Algumas invocam a esperança em tecnologias e soluções de base natural para captura de carbono (por exemplo, plantar árvores) e, assim, compensarem as suas emissões. Trata-se de uma ilusão perigosa. Aliás, trata-se de greenwashing. Não há tecnologias (atualmente) que nos valham. A captura e compensação são peças do puzzle da descarbonização do planeta, mas o desafio é mesmo a mitigação ou redução. Por exemplo, a estratégia da União Europeia – e, portanto, de Portugal – passa por reduzir em 90% as emissões e apenas compensar os restantes 10%.
Neste contexto, esperava-se que o setor público reduzisse drasticamente os subsídios aos combustíveis fósseis. Porém, de acordo com o FMI, atingiram o valor recorde, em 2022, de 7 biliões de euros (28x o PIB português) – mais do dobro do que em 2020. Também o setor privado tem despejado financiamento nos combustíveis fósseis. Desde a assinatura do Acordo de Paris (2015), os 60 maiores bancos do mundo financiaram os combustíveis fósseis em 5,16 biliões de euros (22x o PIB português).

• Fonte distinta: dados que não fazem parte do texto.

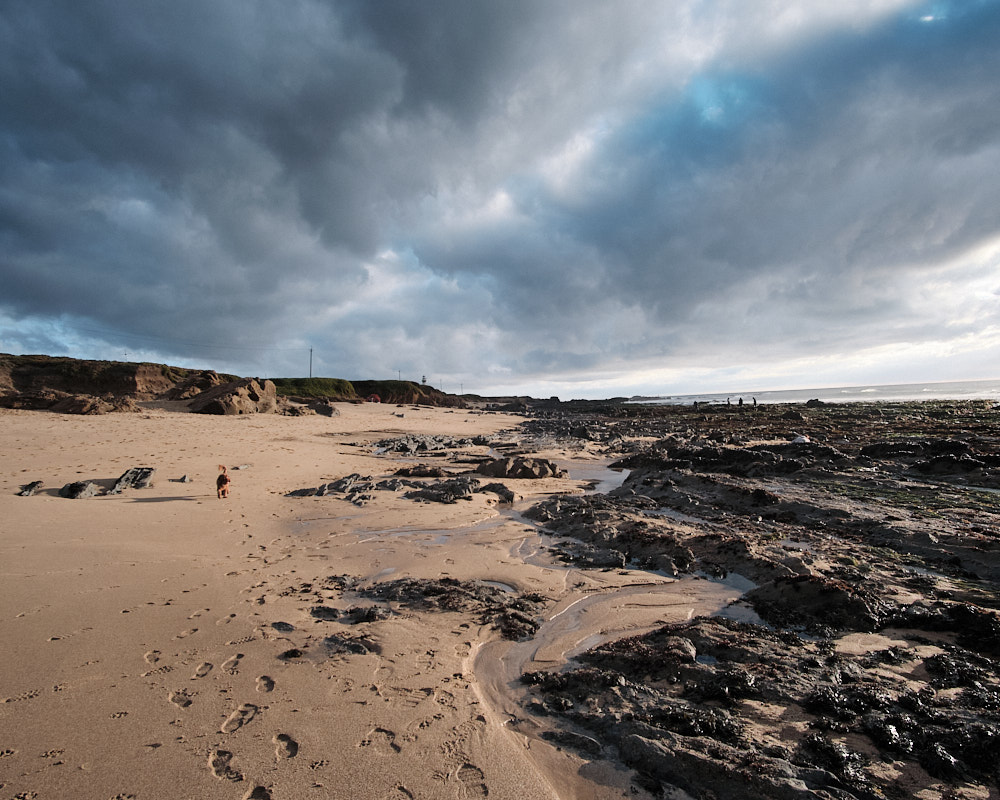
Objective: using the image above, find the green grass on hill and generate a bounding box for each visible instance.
[270,377,357,399]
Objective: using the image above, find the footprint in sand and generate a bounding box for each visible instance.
[256,675,275,693]
[188,609,209,619]
[242,787,271,800]
[208,749,243,782]
[174,628,198,640]
[216,614,237,626]
[168,690,193,708]
[359,728,401,755]
[143,651,161,664]
[386,787,415,800]
[4,688,41,703]
[220,703,258,733]
[457,763,489,798]
[272,733,298,759]
[221,654,243,674]
[192,662,213,679]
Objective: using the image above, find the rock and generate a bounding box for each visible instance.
[405,476,479,503]
[308,400,339,417]
[59,481,101,499]
[375,434,466,453]
[746,575,888,632]
[477,482,516,503]
[188,378,278,415]
[476,456,567,479]
[911,454,986,475]
[108,467,155,494]
[341,606,392,624]
[282,405,316,416]
[395,464,449,478]
[620,733,824,800]
[285,487,320,497]
[17,480,43,496]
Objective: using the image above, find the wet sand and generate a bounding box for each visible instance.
[0,403,725,800]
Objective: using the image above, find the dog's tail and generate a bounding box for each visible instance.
[219,464,228,473]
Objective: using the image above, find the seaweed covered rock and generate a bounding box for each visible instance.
[746,575,889,632]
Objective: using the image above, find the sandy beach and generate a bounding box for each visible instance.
[0,403,698,800]
[4,397,1000,800]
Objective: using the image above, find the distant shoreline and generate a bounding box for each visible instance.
[628,377,1000,406]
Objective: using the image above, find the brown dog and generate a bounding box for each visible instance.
[217,465,231,498]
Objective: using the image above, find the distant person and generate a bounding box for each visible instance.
[738,397,744,408]
[753,397,757,409]
[217,465,231,499]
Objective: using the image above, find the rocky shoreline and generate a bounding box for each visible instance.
[508,399,1000,798]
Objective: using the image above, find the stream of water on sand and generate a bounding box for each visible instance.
[465,457,765,799]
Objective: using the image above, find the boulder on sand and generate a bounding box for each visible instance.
[59,481,101,499]
[109,467,155,494]
[188,378,278,415]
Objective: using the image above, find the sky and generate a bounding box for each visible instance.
[2,0,1000,399]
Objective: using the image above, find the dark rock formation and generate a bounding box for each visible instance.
[375,434,482,453]
[478,482,516,503]
[59,481,101,498]
[108,467,155,494]
[395,464,450,478]
[404,476,479,503]
[308,399,339,417]
[746,575,890,632]
[17,481,43,496]
[359,577,545,640]
[476,456,566,479]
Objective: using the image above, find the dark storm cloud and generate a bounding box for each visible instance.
[1,0,999,393]
[415,0,1000,361]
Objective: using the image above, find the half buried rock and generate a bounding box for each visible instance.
[109,466,155,494]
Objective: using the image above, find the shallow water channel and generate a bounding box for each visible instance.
[466,459,762,788]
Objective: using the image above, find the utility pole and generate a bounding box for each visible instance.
[309,348,313,378]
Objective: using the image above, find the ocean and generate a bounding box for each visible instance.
[631,378,1000,406]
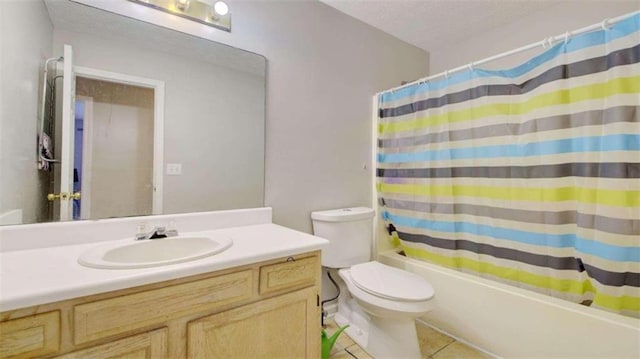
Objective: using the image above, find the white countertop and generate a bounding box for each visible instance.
[0,223,328,312]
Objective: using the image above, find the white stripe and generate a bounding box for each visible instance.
[378,193,640,220]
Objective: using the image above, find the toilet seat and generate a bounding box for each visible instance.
[350,261,434,302]
[338,266,433,318]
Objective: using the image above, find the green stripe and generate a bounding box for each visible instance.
[377,183,640,207]
[379,75,640,134]
[400,245,640,313]
[593,292,640,312]
[401,245,595,294]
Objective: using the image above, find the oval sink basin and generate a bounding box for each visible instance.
[78,235,233,269]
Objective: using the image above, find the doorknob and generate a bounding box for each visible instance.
[47,192,80,201]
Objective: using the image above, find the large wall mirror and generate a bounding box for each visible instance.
[0,0,266,226]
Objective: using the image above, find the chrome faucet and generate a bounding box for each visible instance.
[135,224,179,240]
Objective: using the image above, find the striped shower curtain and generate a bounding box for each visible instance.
[376,14,639,318]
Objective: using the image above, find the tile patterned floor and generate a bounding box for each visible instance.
[325,318,490,359]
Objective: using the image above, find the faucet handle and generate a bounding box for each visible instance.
[135,223,148,240]
[165,221,179,237]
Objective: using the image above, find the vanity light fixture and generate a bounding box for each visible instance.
[175,0,190,12]
[129,0,231,32]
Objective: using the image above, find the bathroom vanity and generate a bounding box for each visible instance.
[0,209,327,358]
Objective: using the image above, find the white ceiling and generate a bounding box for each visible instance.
[319,0,591,52]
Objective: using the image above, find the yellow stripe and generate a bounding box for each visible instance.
[377,183,640,207]
[593,292,640,312]
[400,245,640,313]
[379,76,640,134]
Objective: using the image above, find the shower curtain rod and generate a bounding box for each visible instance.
[380,10,640,96]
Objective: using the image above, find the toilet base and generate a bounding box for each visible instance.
[336,312,422,359]
[334,284,370,351]
[333,277,422,359]
[367,315,421,358]
[334,312,368,349]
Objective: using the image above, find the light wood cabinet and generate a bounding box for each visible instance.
[57,328,167,359]
[188,287,319,358]
[0,251,321,359]
[259,255,318,295]
[0,311,60,359]
[73,270,253,345]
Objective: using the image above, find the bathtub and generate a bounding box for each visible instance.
[378,250,640,358]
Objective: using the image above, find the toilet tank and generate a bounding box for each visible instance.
[311,207,375,268]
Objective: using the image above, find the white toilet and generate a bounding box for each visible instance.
[311,207,434,359]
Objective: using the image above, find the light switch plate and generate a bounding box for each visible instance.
[166,163,182,175]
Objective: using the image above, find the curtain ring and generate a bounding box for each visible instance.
[467,62,474,71]
[601,18,610,31]
[542,37,550,49]
[564,31,571,45]
[444,70,449,80]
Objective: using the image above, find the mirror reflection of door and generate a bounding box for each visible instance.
[52,44,75,222]
[73,77,156,220]
[49,49,163,222]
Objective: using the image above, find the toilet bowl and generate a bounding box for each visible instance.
[311,207,435,359]
[336,261,434,358]
[341,261,434,317]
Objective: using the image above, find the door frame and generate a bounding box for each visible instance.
[59,45,75,221]
[76,95,94,220]
[74,66,165,215]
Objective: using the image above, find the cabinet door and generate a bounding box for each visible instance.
[56,328,167,359]
[0,311,60,359]
[188,287,320,359]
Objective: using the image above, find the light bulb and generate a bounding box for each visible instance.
[213,1,229,16]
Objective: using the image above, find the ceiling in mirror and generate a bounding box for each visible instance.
[0,0,266,226]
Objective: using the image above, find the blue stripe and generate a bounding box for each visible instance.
[380,12,640,104]
[378,134,640,163]
[382,212,640,262]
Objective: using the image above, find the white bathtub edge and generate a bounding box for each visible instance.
[379,250,640,358]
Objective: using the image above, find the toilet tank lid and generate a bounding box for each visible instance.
[311,207,375,222]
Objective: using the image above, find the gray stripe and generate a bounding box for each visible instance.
[381,199,639,236]
[379,106,639,148]
[377,163,640,179]
[584,263,640,287]
[398,231,639,287]
[380,44,640,118]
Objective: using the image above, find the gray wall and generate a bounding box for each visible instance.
[239,1,430,233]
[0,0,53,224]
[429,1,639,74]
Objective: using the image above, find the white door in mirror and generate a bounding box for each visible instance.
[78,235,232,269]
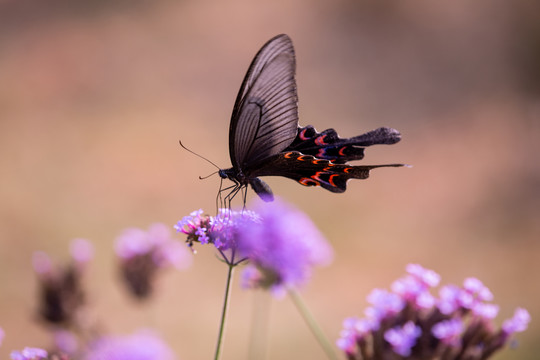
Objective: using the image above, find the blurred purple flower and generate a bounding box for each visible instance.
[472,302,499,319]
[337,264,530,360]
[392,264,439,309]
[0,326,4,347]
[83,330,176,360]
[364,289,404,326]
[406,263,440,287]
[32,241,90,325]
[10,347,48,360]
[236,198,333,297]
[115,223,192,299]
[463,277,493,302]
[54,330,79,355]
[432,318,464,346]
[437,284,462,315]
[115,223,191,269]
[502,308,531,335]
[384,321,421,357]
[32,251,54,276]
[69,238,94,266]
[336,317,376,355]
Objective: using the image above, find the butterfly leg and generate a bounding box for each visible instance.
[223,183,244,210]
[242,185,248,210]
[217,182,237,212]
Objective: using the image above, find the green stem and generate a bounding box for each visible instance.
[288,288,339,360]
[214,262,235,360]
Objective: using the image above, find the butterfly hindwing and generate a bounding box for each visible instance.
[286,125,402,164]
[229,34,298,169]
[246,151,403,193]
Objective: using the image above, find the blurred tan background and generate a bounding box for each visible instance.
[1,0,539,359]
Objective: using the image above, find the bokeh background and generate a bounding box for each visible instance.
[1,0,539,359]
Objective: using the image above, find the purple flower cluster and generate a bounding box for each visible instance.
[337,264,530,360]
[176,199,333,297]
[174,209,260,252]
[83,330,176,360]
[10,347,48,360]
[115,223,192,269]
[32,239,93,325]
[2,328,69,360]
[115,223,192,299]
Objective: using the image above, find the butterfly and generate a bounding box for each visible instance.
[218,34,404,203]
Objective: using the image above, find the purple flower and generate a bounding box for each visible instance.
[115,223,192,299]
[472,302,499,319]
[174,209,204,236]
[337,264,530,360]
[70,238,94,266]
[336,333,356,355]
[502,308,530,334]
[406,263,440,287]
[207,209,260,251]
[432,318,464,346]
[54,330,79,355]
[391,265,440,310]
[437,284,462,315]
[84,330,176,360]
[336,318,361,354]
[336,317,376,354]
[236,198,333,296]
[115,223,191,269]
[10,348,48,360]
[365,289,404,325]
[175,208,260,252]
[115,228,152,259]
[384,321,422,357]
[0,326,5,347]
[463,277,493,302]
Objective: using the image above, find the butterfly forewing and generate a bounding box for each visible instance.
[229,34,298,169]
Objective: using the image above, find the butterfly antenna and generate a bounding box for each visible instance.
[179,140,221,170]
[199,171,219,180]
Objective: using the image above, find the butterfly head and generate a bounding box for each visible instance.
[218,167,242,182]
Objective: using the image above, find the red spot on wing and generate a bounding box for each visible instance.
[328,174,339,187]
[299,177,319,187]
[315,135,327,146]
[299,128,309,141]
[338,146,347,156]
[311,171,339,188]
[312,171,324,182]
[284,152,295,159]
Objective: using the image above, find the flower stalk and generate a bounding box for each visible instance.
[214,258,236,360]
[289,288,339,360]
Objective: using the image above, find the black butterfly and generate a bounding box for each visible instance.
[218,34,404,203]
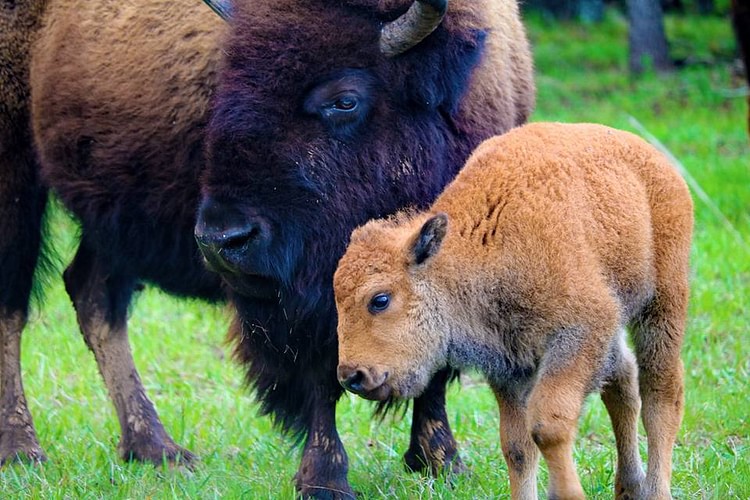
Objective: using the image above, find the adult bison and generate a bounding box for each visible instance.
[1,0,534,496]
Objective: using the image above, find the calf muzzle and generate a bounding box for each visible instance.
[337,364,391,400]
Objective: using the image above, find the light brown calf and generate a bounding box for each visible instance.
[334,122,693,499]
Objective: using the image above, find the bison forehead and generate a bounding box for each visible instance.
[225,0,381,90]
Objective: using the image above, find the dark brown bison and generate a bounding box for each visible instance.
[1,0,534,496]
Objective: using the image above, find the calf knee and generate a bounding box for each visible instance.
[529,413,577,452]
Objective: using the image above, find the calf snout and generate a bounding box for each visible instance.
[337,364,390,400]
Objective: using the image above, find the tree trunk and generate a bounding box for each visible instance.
[627,0,673,74]
[579,0,605,22]
[696,0,715,14]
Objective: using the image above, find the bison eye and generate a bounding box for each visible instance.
[321,93,361,120]
[303,70,377,136]
[368,293,391,314]
[332,96,358,111]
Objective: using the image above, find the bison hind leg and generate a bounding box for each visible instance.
[63,240,194,466]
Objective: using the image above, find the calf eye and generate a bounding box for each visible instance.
[368,293,391,314]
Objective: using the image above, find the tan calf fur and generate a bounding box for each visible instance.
[334,122,693,499]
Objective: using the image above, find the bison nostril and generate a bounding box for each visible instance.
[221,226,256,251]
[195,222,265,257]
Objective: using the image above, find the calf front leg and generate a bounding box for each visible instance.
[494,390,539,500]
[294,388,354,499]
[527,317,619,499]
[403,367,463,476]
[64,242,192,465]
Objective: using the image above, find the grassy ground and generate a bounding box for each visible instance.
[3,9,748,499]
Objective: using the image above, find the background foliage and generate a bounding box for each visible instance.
[2,8,748,499]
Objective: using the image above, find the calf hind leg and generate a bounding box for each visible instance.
[63,241,192,465]
[601,331,645,499]
[403,368,464,476]
[631,298,687,499]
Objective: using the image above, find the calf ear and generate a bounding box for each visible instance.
[411,213,448,266]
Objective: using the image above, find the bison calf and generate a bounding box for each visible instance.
[334,122,693,499]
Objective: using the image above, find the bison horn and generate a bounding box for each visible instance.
[203,0,232,21]
[380,0,448,57]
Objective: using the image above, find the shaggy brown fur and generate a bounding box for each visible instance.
[335,123,693,499]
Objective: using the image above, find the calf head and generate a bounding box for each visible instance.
[196,0,487,334]
[334,213,451,400]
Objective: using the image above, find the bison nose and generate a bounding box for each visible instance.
[338,364,388,395]
[195,196,270,272]
[195,224,259,255]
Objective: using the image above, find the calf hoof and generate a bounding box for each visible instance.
[403,444,466,477]
[0,426,46,465]
[119,435,194,467]
[640,484,672,500]
[615,469,646,499]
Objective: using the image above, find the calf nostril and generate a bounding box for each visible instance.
[343,369,366,393]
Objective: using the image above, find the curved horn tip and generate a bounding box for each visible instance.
[379,0,450,57]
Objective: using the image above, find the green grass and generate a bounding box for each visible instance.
[4,10,749,499]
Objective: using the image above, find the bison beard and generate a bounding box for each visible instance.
[2,0,533,497]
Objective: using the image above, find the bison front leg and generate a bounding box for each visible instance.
[63,241,192,465]
[294,390,354,499]
[403,367,463,476]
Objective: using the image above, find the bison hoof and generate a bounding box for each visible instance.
[119,437,195,467]
[294,473,356,500]
[293,449,355,499]
[296,483,357,500]
[403,446,466,477]
[0,426,47,466]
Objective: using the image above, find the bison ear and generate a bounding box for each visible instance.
[400,28,487,116]
[203,0,232,21]
[411,213,448,266]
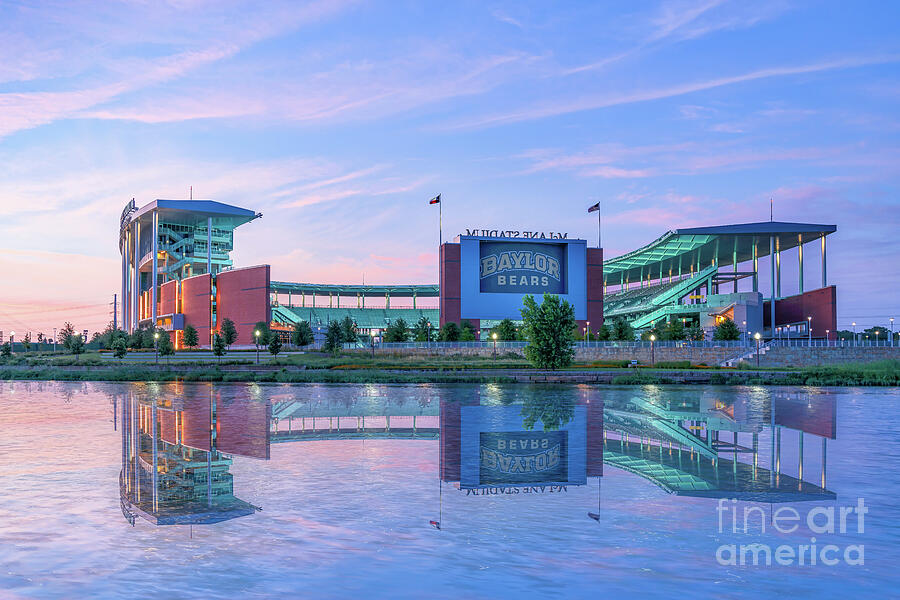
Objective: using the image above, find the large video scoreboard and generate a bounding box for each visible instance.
[459,236,587,321]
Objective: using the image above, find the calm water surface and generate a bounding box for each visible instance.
[1,381,898,599]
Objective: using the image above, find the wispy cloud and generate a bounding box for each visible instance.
[448,54,900,130]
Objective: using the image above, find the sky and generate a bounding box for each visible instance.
[1,0,899,336]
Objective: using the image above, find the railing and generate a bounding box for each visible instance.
[376,340,753,349]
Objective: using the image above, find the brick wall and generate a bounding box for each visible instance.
[181,273,212,348]
[216,265,271,346]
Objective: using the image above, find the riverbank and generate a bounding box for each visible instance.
[1,359,898,386]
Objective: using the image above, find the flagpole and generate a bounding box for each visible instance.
[597,200,602,248]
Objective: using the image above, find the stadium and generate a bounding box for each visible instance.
[118,199,837,348]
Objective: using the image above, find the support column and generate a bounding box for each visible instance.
[413,292,417,309]
[121,235,128,333]
[329,292,333,308]
[798,234,804,294]
[386,293,390,309]
[821,235,827,288]
[152,210,158,328]
[133,220,141,331]
[752,238,758,293]
[206,217,212,275]
[640,265,644,289]
[769,236,776,335]
[775,237,781,298]
[733,238,738,293]
[288,292,291,308]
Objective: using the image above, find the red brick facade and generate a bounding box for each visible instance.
[181,273,212,347]
[216,265,271,346]
[764,285,837,338]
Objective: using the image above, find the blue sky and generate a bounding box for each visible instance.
[1,0,898,334]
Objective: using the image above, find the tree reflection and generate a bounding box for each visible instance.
[520,392,575,431]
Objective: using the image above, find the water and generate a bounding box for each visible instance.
[1,381,898,599]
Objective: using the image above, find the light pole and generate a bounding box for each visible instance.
[586,320,591,340]
[9,331,14,354]
[891,317,894,348]
[875,330,880,346]
[492,332,497,358]
[742,320,747,344]
[807,316,812,346]
[254,329,261,363]
[426,321,431,345]
[649,334,655,366]
[826,329,830,347]
[154,331,159,364]
[754,332,761,368]
[852,322,857,346]
[53,327,57,352]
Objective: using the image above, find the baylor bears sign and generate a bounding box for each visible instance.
[479,431,568,486]
[479,241,567,294]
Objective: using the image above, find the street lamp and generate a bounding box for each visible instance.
[492,332,498,358]
[852,322,857,346]
[53,327,57,352]
[254,329,261,363]
[426,321,431,344]
[875,330,880,346]
[826,329,830,347]
[891,317,894,348]
[754,332,761,368]
[586,320,591,340]
[649,334,656,366]
[742,320,747,344]
[807,316,812,346]
[154,331,159,364]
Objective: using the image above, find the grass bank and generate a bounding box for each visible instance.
[0,365,517,384]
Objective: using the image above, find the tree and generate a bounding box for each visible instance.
[641,324,663,341]
[520,294,577,370]
[212,334,226,361]
[128,328,144,349]
[713,317,741,341]
[112,338,127,360]
[182,324,199,349]
[612,318,635,341]
[412,316,433,342]
[291,320,314,347]
[141,328,155,350]
[220,318,238,348]
[323,321,344,355]
[1,342,10,358]
[22,332,31,352]
[157,331,175,363]
[67,334,85,359]
[268,334,283,357]
[253,321,271,345]
[596,323,611,341]
[686,323,705,341]
[459,320,476,341]
[58,322,75,345]
[340,316,358,344]
[438,322,460,342]
[492,318,518,341]
[662,319,686,341]
[383,318,409,343]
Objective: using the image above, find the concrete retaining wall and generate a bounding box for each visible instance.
[756,346,900,368]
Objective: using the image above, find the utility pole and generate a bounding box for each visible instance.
[112,294,118,331]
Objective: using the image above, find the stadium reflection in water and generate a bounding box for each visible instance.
[119,385,836,528]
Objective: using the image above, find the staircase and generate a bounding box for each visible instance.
[721,343,770,367]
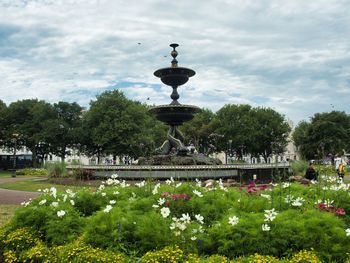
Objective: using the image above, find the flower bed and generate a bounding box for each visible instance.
[1,175,350,262]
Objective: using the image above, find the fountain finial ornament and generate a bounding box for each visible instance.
[170,43,178,68]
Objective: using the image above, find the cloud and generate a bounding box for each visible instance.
[0,0,349,126]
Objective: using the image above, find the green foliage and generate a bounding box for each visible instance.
[211,104,290,159]
[141,245,200,263]
[2,179,350,261]
[74,189,105,216]
[45,161,67,178]
[15,168,47,176]
[290,160,308,176]
[293,111,350,159]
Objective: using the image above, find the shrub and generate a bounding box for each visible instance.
[290,160,308,176]
[15,168,47,176]
[140,245,200,263]
[45,162,67,178]
[288,249,321,262]
[73,168,95,180]
[233,253,280,262]
[46,239,127,263]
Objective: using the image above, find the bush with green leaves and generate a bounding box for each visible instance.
[15,168,47,176]
[290,160,308,176]
[44,161,67,178]
[1,175,350,261]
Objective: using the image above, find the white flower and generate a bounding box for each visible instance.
[152,204,159,208]
[158,198,166,206]
[228,216,239,226]
[262,224,270,231]
[152,183,161,195]
[109,200,116,205]
[195,214,204,224]
[282,182,291,188]
[165,177,175,185]
[291,197,304,207]
[63,194,68,202]
[98,185,105,191]
[260,194,271,200]
[111,174,118,179]
[264,208,278,222]
[191,236,197,241]
[57,210,66,217]
[103,205,113,213]
[101,192,106,197]
[120,180,129,188]
[113,191,120,195]
[193,190,203,197]
[174,231,181,236]
[21,201,30,207]
[346,228,350,237]
[135,181,145,187]
[50,187,57,198]
[39,199,47,205]
[195,179,202,187]
[70,200,75,206]
[180,213,191,224]
[51,202,59,208]
[160,207,171,218]
[175,183,182,188]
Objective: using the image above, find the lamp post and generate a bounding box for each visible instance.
[11,133,19,178]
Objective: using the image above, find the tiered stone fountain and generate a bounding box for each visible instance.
[138,44,221,165]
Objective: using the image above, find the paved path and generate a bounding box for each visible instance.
[0,177,43,205]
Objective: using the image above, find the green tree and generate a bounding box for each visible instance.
[211,104,290,161]
[293,111,350,159]
[81,90,157,161]
[250,107,291,161]
[42,102,83,162]
[0,100,7,145]
[211,104,253,158]
[5,99,56,167]
[292,121,312,159]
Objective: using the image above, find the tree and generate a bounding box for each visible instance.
[211,104,290,161]
[293,111,350,160]
[292,121,312,159]
[81,90,157,161]
[5,99,56,167]
[250,107,291,161]
[180,108,215,153]
[42,102,83,162]
[0,100,7,145]
[211,104,254,158]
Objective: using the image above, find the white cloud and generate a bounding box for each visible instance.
[0,0,349,124]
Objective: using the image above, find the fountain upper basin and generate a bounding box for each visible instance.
[149,104,201,126]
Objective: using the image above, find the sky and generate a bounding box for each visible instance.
[0,0,349,126]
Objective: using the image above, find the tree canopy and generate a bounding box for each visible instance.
[293,111,350,159]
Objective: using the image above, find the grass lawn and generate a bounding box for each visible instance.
[0,204,19,226]
[0,179,94,192]
[0,170,11,178]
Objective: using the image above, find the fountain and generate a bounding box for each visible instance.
[138,44,221,165]
[67,44,290,182]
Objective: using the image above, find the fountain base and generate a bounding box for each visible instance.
[137,153,222,166]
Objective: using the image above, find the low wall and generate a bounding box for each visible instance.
[67,163,291,183]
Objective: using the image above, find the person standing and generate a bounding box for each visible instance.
[334,154,346,179]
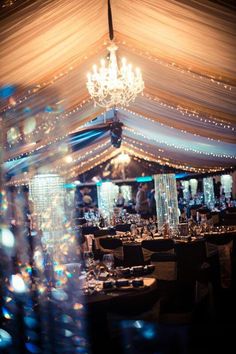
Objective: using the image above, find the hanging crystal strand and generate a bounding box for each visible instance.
[1,117,33,353]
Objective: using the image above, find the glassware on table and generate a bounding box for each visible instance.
[137,226,143,238]
[149,223,157,236]
[130,224,137,236]
[83,251,94,270]
[93,260,101,279]
[102,254,114,271]
[195,225,201,236]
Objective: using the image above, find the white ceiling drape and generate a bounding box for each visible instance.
[1,0,235,178]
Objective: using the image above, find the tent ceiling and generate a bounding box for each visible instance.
[1,0,236,181]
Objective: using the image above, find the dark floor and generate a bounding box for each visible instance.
[99,287,236,354]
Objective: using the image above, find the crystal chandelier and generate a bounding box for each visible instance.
[86,1,144,109]
[113,152,131,165]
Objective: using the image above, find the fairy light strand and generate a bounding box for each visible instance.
[116,39,235,90]
[142,93,235,133]
[0,41,106,115]
[124,126,236,160]
[1,36,234,117]
[122,139,227,173]
[4,140,111,186]
[5,103,103,162]
[6,92,235,150]
[4,98,95,148]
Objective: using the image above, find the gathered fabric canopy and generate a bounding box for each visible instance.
[1,0,236,183]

A única forma de cumprirmos o Acordo de Paris será através de medidas drásticas de redução do consumo de combustíveis fósseis. Às empresas a operar nessa indústria, exige-se que se comprometam com a meta de um planeta neutro em carbono, que façam planos imediatos transformadores dos seus portfólios e cadeias de valor e que partilhem em contínuo os seus progressos com todos os seus stakeholders com total transparência. Mas terá de haver liderança política. Inteligente, corajosa e disruptiva. A indústria dos combustíveis fósseis não pode simplesmente ser tão lucrativa.